Temple in Kamakura, Kanagawa Prefecture, Japan

Matsugaoka Tōkei-ji (松岡山東慶寺), also known as Kakekomi-dera (駆け込み寺) or Enkiri-dera (縁切り寺), is a Buddhist temple and a former vihāra, the only survivor of a network of five nunneries called Amagozan (尼五山) ("Nuns of the Five Mountains"), in the city of Kamakura in Kanagawa Prefecture, Japan. It is part of the Rinzai school of Zen's Engaku-ji branch, and was opened by Hōjō Sadatoki and founding abbess Kakusan-ni in 1285. It is best known as a historic refuge for women abused by their husbands. It is for this reason sometimes referred to as the "Divorce Temple".

==History==
The temple was founded in the 8th year of Koan (1285) by nun Kakusan-ni, wife of Hōjō Tokimune (1251–1284) and mother of Sadatoki, after her husband's death. Because it was then customary for a wife to become a nun after her husband's death, she decided to open the temple and dedicate it to the memory of her husband. She also made it a refuge for battered wives.

In an age when men could easily divorce their wives but wives had great difficulty divorcing their husbands, Tōkei-ji allowed women to become officially divorced after three years of religious service, Temple records show that, during the Tokugawa period alone, an estimated 2,000 women sought shelter there. The temple lost its right to concede divorce in 1873, when a new law was approved and the Court of Justice started to handle the cases.

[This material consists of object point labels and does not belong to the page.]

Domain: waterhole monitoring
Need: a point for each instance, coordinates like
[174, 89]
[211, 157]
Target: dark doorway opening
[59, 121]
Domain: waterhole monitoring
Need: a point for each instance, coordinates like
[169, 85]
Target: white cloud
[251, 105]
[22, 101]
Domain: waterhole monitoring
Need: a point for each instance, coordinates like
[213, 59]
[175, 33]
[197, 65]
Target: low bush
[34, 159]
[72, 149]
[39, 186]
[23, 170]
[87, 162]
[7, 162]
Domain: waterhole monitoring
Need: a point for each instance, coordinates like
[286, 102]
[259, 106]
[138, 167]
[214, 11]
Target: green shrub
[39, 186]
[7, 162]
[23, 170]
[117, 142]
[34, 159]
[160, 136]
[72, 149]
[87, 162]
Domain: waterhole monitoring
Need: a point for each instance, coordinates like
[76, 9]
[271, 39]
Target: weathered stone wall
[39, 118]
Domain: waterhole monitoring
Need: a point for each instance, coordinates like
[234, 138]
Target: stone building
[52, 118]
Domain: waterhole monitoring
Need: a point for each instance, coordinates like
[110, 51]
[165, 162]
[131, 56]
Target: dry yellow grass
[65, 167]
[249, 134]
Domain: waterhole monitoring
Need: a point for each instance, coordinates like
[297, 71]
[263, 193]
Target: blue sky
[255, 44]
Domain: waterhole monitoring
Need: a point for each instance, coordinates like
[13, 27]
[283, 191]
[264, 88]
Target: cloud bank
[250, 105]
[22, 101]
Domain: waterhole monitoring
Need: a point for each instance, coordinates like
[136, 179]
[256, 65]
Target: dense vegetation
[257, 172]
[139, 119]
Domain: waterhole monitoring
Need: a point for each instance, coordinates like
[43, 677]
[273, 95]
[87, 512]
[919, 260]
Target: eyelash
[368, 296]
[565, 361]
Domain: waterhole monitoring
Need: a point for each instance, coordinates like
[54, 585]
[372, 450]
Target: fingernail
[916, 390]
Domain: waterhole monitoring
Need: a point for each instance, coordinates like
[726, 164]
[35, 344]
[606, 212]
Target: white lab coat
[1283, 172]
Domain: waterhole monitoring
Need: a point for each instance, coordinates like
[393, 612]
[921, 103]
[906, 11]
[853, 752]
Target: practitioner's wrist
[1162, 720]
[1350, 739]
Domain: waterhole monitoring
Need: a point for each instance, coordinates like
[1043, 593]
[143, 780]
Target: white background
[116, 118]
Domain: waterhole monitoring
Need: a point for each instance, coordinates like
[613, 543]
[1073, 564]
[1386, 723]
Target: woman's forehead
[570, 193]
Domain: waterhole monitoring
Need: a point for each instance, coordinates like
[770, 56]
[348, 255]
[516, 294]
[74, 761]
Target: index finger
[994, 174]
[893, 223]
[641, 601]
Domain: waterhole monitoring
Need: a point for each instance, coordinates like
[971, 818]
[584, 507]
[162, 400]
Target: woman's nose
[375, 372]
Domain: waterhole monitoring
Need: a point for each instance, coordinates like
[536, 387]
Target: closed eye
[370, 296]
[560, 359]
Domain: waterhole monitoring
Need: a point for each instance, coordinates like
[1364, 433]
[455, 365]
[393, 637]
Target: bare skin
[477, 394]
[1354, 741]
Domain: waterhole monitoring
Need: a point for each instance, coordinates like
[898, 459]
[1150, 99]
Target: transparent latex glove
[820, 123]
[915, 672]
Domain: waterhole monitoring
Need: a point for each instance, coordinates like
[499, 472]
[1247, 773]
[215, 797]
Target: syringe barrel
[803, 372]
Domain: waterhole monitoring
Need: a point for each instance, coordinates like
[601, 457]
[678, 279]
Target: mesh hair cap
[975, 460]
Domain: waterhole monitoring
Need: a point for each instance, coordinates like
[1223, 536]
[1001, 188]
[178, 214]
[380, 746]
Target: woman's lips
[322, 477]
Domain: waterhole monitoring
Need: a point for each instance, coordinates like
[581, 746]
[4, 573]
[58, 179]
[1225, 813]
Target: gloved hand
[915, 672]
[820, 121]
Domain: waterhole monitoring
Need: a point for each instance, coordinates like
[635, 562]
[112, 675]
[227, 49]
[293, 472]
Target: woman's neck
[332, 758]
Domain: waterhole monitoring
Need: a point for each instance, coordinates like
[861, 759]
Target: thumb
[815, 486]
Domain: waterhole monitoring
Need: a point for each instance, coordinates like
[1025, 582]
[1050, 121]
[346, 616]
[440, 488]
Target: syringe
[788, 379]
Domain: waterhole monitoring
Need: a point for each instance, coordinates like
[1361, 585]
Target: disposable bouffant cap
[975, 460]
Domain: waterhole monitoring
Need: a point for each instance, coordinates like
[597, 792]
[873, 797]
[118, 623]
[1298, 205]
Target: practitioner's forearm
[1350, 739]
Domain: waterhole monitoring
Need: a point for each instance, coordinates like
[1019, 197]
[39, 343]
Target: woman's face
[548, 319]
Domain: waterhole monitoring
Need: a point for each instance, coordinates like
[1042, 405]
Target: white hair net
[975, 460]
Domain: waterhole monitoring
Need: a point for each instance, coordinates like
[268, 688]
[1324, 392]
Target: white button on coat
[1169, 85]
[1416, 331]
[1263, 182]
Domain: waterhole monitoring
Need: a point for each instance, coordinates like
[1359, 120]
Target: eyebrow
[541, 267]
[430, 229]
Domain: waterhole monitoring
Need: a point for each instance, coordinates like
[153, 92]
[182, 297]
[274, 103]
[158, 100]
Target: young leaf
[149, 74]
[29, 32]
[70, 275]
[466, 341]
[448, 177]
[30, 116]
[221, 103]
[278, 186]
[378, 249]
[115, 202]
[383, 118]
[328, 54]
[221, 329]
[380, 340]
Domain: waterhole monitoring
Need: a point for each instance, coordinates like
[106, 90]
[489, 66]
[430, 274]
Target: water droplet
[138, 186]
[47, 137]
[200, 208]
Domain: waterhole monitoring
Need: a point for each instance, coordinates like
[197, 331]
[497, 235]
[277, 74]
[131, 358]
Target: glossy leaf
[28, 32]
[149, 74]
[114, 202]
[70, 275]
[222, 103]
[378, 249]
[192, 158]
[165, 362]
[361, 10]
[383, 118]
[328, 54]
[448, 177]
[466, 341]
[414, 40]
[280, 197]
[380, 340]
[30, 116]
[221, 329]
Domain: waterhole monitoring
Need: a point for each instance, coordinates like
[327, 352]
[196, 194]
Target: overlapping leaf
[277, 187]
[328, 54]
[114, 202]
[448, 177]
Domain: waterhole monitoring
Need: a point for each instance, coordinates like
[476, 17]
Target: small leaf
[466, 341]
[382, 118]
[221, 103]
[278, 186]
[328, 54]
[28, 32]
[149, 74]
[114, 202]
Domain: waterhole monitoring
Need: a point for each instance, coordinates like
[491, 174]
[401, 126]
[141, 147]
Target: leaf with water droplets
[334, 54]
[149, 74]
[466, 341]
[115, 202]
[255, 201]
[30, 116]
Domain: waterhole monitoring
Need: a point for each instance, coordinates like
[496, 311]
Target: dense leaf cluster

The temple remained a nunnery for over 600 years and men could not enter until 1902, when a man took the post of abbot and Tōkei-ji came under the supervision of Engaku-ji. Before then, the chief nun was always an important figure, and once it even was a daughter of Emperor Go-Daigo. Tenshū-ni, the daughter and only survivor of Toyotomi Hideyori's family, son of Hideyoshi, entered Tōkei-ji following the Siege of Osaka. Such was the nunnery's prestige that its couriers did not need to prostrate themselves when they met a daimyōs procession.

The two main buildings of the complex are the Main Hall and the Suigetsu-dō, but the latter is not open to visitors. The temple's old Butsuden, an Important Cultural Property, was bought during the Meiji period by businessman Tomitaro Hara and is now in the garden he built, Yokohama's Sankei-en.

In 1923, the entire temple, with the exception of the bell tower, was destroyed in the 1923 Great Kantō earthquake, and the temple was gradually rebuilt in the subsequent decade.

==Cemetery==
Behind the temple there is a graveyard where many celebrities are buried, among them in adjacent graves are three men also famous among European Zen and haiku aficionados, Kitarō Nishida, D. T. Suzuki, Beatrice Erskine Lane Suzuki, and Reginald Horace Blyth.